Two men were allegedly kidnapped and beaten after a business arrangement with the King Cobras gang turned sour.
King Cobra members and associates Joe Tie, Robert Logo, Ross Romana, Sione Muli and Ofisa Kopelani are on trial in the High Court at Auckland charged with two counts of kidnapping, three counts of blackmail, injuring with intent to injure, wounding, and possession and supply of methamphetamine.
Prosecutor Scott McColgin told the jury the underworld saga began in October 2010 when an Asian man known as Han engaged the King Cobras to find a man, known as Johnson, who owed him $70,000.
He agreed to pay the Pacific Island gang $10,000 for their services.

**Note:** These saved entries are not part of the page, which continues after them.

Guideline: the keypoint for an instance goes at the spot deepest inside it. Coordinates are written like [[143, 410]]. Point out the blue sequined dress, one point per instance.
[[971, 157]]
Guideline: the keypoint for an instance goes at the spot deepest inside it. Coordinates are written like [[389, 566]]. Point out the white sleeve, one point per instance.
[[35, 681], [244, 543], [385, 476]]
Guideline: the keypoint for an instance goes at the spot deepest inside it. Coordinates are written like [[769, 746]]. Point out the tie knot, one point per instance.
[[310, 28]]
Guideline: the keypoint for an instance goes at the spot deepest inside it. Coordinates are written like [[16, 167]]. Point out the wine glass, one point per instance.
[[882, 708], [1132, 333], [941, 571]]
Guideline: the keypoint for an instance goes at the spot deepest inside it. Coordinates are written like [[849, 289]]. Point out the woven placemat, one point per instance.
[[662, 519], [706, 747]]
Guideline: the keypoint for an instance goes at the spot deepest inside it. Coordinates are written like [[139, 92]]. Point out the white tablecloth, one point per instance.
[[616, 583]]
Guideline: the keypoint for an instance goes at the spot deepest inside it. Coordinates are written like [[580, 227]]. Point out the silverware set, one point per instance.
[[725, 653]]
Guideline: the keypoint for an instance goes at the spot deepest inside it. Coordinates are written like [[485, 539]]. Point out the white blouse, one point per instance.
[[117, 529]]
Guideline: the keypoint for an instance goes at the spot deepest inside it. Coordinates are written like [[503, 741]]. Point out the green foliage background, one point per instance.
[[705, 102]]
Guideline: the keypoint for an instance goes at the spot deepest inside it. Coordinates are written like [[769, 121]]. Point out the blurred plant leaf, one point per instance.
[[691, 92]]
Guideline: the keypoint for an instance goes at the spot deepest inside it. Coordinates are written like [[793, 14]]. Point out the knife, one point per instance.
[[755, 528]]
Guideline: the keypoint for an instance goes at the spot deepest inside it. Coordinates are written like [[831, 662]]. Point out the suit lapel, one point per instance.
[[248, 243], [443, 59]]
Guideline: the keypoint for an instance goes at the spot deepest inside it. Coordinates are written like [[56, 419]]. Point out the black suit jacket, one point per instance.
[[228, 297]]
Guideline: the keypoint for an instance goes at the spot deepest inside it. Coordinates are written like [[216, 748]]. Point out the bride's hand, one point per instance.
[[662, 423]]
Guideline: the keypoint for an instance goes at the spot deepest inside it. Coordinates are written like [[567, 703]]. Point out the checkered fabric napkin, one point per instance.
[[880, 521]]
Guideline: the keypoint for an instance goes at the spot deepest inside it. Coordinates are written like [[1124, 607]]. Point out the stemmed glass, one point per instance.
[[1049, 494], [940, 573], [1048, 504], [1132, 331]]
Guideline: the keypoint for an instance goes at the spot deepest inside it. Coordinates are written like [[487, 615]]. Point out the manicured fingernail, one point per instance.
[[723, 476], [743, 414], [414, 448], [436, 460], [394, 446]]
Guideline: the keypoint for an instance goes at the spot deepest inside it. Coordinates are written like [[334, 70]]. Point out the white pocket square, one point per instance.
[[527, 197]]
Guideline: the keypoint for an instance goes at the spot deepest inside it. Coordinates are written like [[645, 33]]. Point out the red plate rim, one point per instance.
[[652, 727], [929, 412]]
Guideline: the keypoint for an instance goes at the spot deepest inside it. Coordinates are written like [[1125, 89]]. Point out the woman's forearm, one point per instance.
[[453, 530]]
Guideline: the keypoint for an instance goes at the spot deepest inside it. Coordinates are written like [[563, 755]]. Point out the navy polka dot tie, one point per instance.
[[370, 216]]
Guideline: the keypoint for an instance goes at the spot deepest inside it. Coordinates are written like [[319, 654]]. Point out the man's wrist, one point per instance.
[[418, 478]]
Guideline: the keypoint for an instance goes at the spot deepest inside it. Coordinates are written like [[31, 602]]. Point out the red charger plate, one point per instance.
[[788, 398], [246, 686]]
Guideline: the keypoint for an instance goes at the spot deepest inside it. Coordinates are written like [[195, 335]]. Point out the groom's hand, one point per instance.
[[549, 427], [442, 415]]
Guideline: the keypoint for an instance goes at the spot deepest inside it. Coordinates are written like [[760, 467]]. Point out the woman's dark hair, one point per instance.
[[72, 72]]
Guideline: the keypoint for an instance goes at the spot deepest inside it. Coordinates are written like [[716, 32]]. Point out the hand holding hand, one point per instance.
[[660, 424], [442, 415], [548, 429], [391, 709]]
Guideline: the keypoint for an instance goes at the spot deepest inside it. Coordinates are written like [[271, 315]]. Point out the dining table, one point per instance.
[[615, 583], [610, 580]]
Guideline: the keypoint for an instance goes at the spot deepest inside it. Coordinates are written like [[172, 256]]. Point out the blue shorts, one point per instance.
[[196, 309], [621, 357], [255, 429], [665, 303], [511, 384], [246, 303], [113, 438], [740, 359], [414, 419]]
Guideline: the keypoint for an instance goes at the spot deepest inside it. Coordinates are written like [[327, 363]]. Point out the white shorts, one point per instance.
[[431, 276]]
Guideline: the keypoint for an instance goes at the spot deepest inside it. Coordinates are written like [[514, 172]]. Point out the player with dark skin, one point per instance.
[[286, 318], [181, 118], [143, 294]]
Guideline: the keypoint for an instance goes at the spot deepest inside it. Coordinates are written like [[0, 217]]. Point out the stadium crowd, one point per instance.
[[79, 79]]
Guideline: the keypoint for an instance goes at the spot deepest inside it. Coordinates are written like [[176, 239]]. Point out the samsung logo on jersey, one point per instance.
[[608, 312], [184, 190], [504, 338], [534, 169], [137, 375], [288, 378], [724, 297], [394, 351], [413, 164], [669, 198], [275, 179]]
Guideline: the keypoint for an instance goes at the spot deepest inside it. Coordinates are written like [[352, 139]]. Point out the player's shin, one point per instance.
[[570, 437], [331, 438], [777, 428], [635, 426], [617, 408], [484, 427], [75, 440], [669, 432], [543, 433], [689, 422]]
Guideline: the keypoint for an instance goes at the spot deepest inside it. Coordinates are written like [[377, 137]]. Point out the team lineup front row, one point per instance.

They located the man but Johnson could not pay his debt to Han, so Han was unable to pay his debt to the King Cobras.
McColgin said in December 2010, Han was taken to a house in Bond St, Kingsland, with Romana, Kopelani, Logo and Tie present.
Realising things had taken a bad turn, Han rang a Chinese friend, Jack Wu, and in Chinese, told him to seek out senior King Cobra Rocky Pulete to help him.
Wu located another gang member at Rocky Pulete's house who accompanied him to the Bond St address.
McColgin said in the meantime, the amount owed was ratcheted up with Romana now demanding $10,000 each for him and Logo, $20,000 for Tie and another $10,000 for the use of his house.
When Wu arrived with the new gang member, Romana became enraged and began assaulting Wu, McColgin said.
The pair were punched and kicked and told they had to pay half of the money the next day.
Wu's keys were taken and he was told if he reported the car missing, it would be burned and he would be "hunted down".
The pair managed to raise the alarm by pretending to call friends asking for money.
A Chinese speaking police officer called their mobile phones and they were able to give their location and describe their predicament.
Police arrived and arrested the men soon after.
McColgin urged the jury not to let their thinking be clouded by the fact Han had engaged the King Cobras to locate a man for him.
The trial before Justice Patricia Courtney is scheduled for three weeks.